= Anna Dean Kepper =

Anna Dean Kepper.

Anna Dean Kepper (May 12, 1938 – December 21, 1983) was a historian and a curator of Nevada history and the history of Las Vegas who helped save historic structures in that city.

==Early life and education==
Born in Seattle, Washington, Kepper received master's degrees in both museology and American folk culture from the State University of New York at Oneonta. She earned a third master's degree in public administration from the University of Nevada, Las Vegas after moving to Las Vegas in 1973.

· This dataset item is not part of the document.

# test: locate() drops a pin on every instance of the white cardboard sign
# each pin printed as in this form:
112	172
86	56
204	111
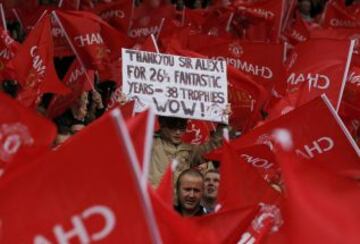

Kepper was curator of the UNLV Special Collections from 1975 to 1983. She was responsible for many of the most significant historic preservation efforts in Las Vegas and for bringing a number of historically significant collections into the UNLV Libraries.

==UNLV Special Collections==
Kepper helped save the "Houssels House" on the UNLV campus, UNLV's oldest building. Throughout her eight years at UNLV, Kepper brought many historical collections to UNLV Libraries.

==Preserving Nevada history==
Kepper was also a member of the Boulder City Museum and Historical Association, the Nevada Historical Society, the Nevada State Library Association, the Preservation Association of Clark County, and the Southern Nevada Historical Society. She served as Nevada's representative for the National Trust for Historic Preservation, and was one of the founders and first president of the Association for the Preservation of the Las Vegas Fort in 1973.

In addition to saving the UNLV Houssels House, Kepper also helped to save the Las Vegas Mormon Fort, and assisted Boulder city in earning designation as a National Historic Landmark.

==Death==
After being diagnosed with breast cancer, Kepper underwent both surgery and chemotherapy. She completed her master's degree in public administration from UNLV 19 days before her death from breast cancer in 1983. She was 45 years old, and was awarded the degree posthumously.